El lenguaje del Espíritu Santo esbozado a continuación exige prestar atención a las mociones interiores, a su origen, a su desarrollo, a su fin, a las huellas que dejan, para discernir la acción de Dios en ellos. En el contexto de los Ejercicios Espirituales, el discernimiento culmina en la «elección» (cfr. EE 169-189) como descubrimiento y elección de la voluntad de Dios. Tanto la práctica del examen diario (cfr. EE 24-43) como el discernimiento de espíritus sugieren el papel constante del Espíritu en la vida del discípulo.

Lallemant y su «Doctrina espiritual»

Lallemant fue maestro de novicios en Ruán de 1622 a 1626 e instructor de tercer año de 1628 a 1631[4]. Estos encargos demuestran la confianza que los superiores jesuitas depositaron en él, reconociendo su competencia espiritual.

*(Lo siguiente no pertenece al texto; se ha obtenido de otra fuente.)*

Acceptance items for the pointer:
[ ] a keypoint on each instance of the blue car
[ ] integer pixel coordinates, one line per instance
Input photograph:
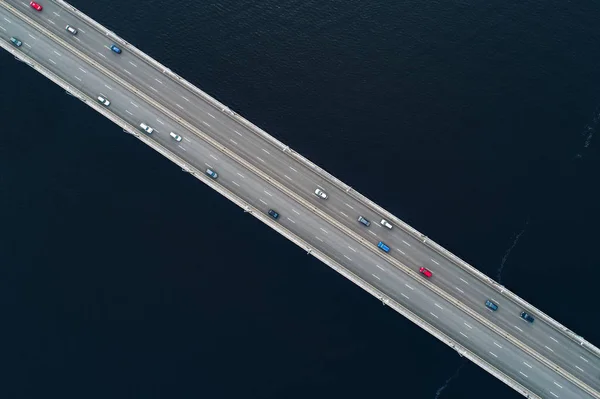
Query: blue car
(491, 305)
(383, 246)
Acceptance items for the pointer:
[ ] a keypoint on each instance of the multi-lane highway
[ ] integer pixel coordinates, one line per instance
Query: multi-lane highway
(257, 172)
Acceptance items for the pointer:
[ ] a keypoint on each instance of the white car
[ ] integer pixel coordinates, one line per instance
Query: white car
(71, 30)
(103, 101)
(146, 128)
(320, 193)
(386, 224)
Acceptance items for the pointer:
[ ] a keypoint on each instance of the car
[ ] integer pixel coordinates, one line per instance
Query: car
(384, 247)
(175, 137)
(491, 305)
(527, 317)
(35, 6)
(211, 173)
(146, 128)
(103, 101)
(364, 221)
(426, 272)
(320, 193)
(115, 49)
(386, 224)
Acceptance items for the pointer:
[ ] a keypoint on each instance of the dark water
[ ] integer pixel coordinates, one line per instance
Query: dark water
(475, 123)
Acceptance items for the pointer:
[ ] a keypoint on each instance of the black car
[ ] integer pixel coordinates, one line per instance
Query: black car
(527, 317)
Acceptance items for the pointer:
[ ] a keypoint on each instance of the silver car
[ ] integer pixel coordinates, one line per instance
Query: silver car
(320, 193)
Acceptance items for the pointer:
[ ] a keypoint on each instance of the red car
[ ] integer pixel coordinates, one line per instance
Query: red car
(426, 272)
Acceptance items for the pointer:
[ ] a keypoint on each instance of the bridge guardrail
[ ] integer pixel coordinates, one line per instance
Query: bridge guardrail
(338, 183)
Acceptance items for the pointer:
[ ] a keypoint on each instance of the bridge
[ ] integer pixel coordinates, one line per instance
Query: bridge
(542, 359)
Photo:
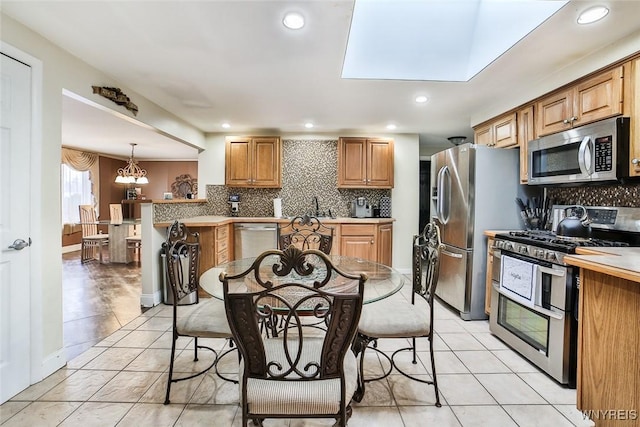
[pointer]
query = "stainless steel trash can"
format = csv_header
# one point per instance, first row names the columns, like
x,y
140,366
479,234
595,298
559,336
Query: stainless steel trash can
x,y
167,294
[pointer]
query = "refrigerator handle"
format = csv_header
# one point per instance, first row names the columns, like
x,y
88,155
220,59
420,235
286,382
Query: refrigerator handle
x,y
444,194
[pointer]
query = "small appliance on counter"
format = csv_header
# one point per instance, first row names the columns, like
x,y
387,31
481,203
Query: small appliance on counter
x,y
360,208
234,201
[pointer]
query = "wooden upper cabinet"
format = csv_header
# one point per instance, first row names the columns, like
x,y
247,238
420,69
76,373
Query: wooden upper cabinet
x,y
253,162
484,135
524,118
595,98
365,162
499,133
632,109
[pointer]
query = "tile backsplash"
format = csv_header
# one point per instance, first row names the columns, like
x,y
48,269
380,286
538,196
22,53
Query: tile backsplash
x,y
310,169
601,195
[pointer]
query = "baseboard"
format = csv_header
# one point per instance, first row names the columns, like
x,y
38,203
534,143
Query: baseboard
x,y
71,248
151,300
53,362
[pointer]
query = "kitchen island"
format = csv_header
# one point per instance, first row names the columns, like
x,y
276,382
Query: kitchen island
x,y
608,379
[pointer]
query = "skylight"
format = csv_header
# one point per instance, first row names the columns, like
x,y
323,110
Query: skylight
x,y
445,40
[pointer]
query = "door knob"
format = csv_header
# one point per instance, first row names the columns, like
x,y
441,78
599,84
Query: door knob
x,y
20,244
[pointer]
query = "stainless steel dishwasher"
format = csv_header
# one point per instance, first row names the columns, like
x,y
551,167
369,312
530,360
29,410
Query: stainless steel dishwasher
x,y
251,239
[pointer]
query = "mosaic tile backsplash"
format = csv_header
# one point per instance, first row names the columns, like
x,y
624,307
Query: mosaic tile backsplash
x,y
627,195
310,169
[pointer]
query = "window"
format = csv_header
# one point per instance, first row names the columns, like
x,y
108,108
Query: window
x,y
76,191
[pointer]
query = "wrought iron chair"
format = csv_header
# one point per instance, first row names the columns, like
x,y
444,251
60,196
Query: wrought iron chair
x,y
134,242
208,319
403,319
92,240
306,232
306,372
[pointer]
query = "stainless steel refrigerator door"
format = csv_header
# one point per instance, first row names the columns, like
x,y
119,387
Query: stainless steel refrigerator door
x,y
453,283
452,174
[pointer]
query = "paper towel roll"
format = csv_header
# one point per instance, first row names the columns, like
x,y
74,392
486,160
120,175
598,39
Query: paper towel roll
x,y
277,208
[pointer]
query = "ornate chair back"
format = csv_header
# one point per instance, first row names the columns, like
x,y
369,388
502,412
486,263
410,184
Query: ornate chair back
x,y
307,371
182,249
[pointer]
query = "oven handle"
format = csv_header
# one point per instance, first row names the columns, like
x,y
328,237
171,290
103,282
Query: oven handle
x,y
451,254
536,308
547,270
585,145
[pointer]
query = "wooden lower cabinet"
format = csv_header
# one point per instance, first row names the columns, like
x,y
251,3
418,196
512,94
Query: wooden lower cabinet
x,y
367,241
608,380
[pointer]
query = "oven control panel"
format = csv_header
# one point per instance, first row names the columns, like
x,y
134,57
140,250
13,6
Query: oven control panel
x,y
531,251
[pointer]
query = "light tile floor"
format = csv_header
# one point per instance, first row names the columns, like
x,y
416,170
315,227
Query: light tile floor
x,y
121,381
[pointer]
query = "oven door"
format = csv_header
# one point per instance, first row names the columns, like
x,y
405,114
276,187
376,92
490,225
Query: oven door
x,y
541,335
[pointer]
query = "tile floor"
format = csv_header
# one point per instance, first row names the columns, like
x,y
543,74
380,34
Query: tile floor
x,y
121,381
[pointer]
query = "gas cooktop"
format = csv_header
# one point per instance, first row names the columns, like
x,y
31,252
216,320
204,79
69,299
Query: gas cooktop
x,y
549,240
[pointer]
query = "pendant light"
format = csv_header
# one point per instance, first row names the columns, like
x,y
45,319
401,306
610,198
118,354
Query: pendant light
x,y
132,173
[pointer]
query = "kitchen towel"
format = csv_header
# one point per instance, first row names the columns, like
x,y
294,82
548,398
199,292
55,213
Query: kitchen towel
x,y
277,208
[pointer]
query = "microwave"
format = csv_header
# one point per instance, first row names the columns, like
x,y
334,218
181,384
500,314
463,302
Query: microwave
x,y
596,152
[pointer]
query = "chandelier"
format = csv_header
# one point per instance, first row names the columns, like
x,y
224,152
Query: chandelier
x,y
132,173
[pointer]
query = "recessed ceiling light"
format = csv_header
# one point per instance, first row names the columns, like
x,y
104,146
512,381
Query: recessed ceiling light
x,y
592,15
293,21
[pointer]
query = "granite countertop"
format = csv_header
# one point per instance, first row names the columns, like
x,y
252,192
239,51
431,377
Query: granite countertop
x,y
212,220
614,261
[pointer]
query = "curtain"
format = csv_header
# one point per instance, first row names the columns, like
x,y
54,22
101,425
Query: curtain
x,y
80,161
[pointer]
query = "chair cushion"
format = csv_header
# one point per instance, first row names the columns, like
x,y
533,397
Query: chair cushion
x,y
97,237
300,397
395,319
207,319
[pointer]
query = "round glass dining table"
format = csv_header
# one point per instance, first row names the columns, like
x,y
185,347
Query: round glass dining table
x,y
382,280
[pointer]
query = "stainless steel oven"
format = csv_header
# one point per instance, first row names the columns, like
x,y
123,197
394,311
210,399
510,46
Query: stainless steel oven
x,y
534,295
589,153
532,310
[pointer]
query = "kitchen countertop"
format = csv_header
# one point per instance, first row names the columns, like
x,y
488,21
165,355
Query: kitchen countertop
x,y
212,220
614,261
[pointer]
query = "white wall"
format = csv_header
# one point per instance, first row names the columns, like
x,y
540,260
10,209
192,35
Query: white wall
x,y
64,71
404,196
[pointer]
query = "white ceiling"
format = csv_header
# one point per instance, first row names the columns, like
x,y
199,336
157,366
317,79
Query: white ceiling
x,y
210,62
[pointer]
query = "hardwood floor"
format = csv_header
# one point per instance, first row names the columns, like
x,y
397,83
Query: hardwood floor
x,y
98,299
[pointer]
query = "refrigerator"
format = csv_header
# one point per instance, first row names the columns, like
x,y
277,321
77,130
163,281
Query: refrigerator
x,y
473,189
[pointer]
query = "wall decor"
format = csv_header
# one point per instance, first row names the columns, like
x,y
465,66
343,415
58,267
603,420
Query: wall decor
x,y
115,94
184,186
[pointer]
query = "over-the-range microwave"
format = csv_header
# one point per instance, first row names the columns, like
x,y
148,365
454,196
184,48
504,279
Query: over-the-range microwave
x,y
596,152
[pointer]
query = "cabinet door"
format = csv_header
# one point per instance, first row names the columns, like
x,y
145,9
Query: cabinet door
x,y
505,131
483,136
553,113
352,156
598,98
525,134
385,244
267,160
379,163
238,162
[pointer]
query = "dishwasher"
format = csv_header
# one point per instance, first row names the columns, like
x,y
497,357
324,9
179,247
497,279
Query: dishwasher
x,y
251,239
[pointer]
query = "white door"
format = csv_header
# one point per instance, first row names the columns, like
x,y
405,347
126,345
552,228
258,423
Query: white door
x,y
15,258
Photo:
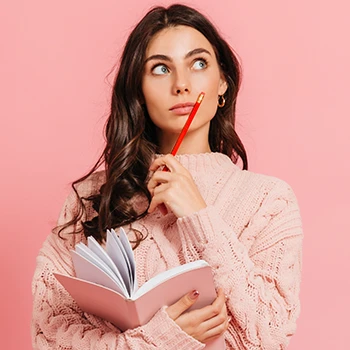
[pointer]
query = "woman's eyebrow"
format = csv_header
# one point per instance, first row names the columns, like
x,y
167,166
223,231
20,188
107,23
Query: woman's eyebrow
x,y
168,59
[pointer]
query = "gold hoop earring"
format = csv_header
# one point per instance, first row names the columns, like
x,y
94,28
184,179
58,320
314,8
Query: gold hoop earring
x,y
221,101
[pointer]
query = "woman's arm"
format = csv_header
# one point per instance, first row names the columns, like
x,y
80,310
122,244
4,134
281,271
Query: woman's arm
x,y
262,281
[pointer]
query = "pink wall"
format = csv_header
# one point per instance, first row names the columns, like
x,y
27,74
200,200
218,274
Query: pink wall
x,y
293,113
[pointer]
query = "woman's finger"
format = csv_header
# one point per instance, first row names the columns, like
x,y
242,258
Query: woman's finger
x,y
169,161
156,179
183,304
215,332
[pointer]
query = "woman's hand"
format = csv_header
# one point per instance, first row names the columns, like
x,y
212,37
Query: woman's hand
x,y
175,188
202,324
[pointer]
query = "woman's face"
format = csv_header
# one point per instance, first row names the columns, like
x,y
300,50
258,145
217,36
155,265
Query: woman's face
x,y
181,63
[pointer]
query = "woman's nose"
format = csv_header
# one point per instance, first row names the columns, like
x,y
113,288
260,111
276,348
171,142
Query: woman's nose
x,y
182,83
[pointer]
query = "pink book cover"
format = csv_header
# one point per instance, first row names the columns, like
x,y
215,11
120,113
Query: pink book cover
x,y
128,313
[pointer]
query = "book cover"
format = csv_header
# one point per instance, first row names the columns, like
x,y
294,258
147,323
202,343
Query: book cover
x,y
106,284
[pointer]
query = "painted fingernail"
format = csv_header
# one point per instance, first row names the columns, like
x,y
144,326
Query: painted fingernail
x,y
194,295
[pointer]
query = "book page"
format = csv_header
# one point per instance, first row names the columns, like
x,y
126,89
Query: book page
x,y
118,258
166,275
86,270
130,254
95,247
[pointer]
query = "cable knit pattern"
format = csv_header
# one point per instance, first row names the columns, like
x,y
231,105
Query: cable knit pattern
x,y
250,233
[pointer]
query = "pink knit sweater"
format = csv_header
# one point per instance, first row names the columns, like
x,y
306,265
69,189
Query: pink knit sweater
x,y
250,233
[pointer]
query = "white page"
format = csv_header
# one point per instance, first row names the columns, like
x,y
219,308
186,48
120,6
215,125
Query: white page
x,y
115,254
85,270
163,276
118,242
95,247
82,250
130,254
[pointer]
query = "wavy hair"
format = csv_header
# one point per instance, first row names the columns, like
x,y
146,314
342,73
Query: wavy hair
x,y
131,140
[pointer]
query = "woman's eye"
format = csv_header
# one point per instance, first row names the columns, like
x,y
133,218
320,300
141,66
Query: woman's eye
x,y
159,70
199,64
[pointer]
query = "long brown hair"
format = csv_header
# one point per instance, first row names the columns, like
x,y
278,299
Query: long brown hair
x,y
131,140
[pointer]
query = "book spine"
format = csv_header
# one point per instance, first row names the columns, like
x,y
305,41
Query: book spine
x,y
133,314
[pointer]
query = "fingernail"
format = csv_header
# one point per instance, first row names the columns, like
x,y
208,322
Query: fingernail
x,y
194,294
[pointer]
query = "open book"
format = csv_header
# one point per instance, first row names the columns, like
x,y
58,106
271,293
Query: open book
x,y
106,284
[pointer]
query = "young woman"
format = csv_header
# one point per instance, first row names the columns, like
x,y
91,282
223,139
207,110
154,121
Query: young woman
x,y
246,226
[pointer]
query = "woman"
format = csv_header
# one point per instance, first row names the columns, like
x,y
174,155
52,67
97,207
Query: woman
x,y
245,225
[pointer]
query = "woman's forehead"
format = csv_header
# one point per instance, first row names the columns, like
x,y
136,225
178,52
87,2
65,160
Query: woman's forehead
x,y
177,41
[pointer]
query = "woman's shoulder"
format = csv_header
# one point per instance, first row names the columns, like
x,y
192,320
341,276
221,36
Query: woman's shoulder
x,y
250,183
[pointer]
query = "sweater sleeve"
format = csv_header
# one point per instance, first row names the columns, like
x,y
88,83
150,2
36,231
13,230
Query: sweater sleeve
x,y
58,322
259,270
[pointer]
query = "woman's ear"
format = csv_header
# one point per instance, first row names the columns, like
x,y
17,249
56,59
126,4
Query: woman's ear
x,y
222,85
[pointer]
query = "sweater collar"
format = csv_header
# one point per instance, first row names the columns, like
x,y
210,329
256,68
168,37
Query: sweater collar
x,y
200,162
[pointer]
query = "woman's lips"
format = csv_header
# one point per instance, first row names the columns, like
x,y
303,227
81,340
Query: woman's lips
x,y
182,109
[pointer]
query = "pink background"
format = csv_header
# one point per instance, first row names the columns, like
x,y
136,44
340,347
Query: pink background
x,y
293,112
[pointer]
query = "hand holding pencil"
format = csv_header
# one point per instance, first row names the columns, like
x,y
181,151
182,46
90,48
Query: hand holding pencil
x,y
177,189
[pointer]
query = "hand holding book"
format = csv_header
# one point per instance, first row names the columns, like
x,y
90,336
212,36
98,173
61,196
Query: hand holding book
x,y
106,286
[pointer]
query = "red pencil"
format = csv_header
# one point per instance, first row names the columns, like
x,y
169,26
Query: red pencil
x,y
162,206
188,123
186,126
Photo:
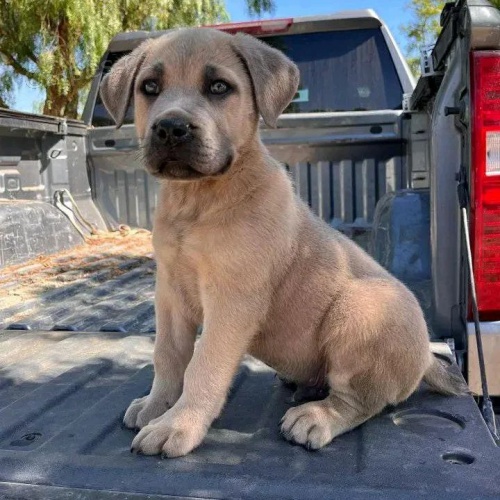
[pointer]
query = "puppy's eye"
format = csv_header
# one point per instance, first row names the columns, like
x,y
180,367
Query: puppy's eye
x,y
219,87
150,87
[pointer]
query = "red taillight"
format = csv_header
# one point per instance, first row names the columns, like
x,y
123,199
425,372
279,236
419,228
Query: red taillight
x,y
485,180
256,27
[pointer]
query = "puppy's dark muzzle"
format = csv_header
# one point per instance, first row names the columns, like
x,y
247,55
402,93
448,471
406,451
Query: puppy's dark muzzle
x,y
172,131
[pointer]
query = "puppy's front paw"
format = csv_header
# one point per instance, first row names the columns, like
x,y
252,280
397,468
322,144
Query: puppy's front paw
x,y
308,425
174,434
142,410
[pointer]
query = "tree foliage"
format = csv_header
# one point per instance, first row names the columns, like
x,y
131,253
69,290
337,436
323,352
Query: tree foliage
x,y
56,45
424,28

Sin embargo, no faltaron detractores, que le consideraban demasiado místico en aquella época llena de acalorados debates entre los jesuitas franceses sobre el lugar propio de la interioridad y la actividad en el espíritu de la Compañía de Jesús[5].

La Doctrina Espiritual, la obra fundamental de Lallemant, está constituida por notas tomadas por el estudiante Jean Rigoleuc, y apareció póstumamente en 1694. En 2016 se publicó una nueva traducción al inglés, basada en la edición francesa de 2011 de Dominique Salin[6]. La obra tiene su origen en la comunicación oral a un público específico: jóvenes sacerdotes jesuitas que atravesaban la última parte de su formación religiosa. El ideal que se les presentaba tenía como objetivo alimentar un espíritu de interioridad y una actitud contemplativa en hombres que llevarían una vida muy activa expuesta al riesgo del activismo.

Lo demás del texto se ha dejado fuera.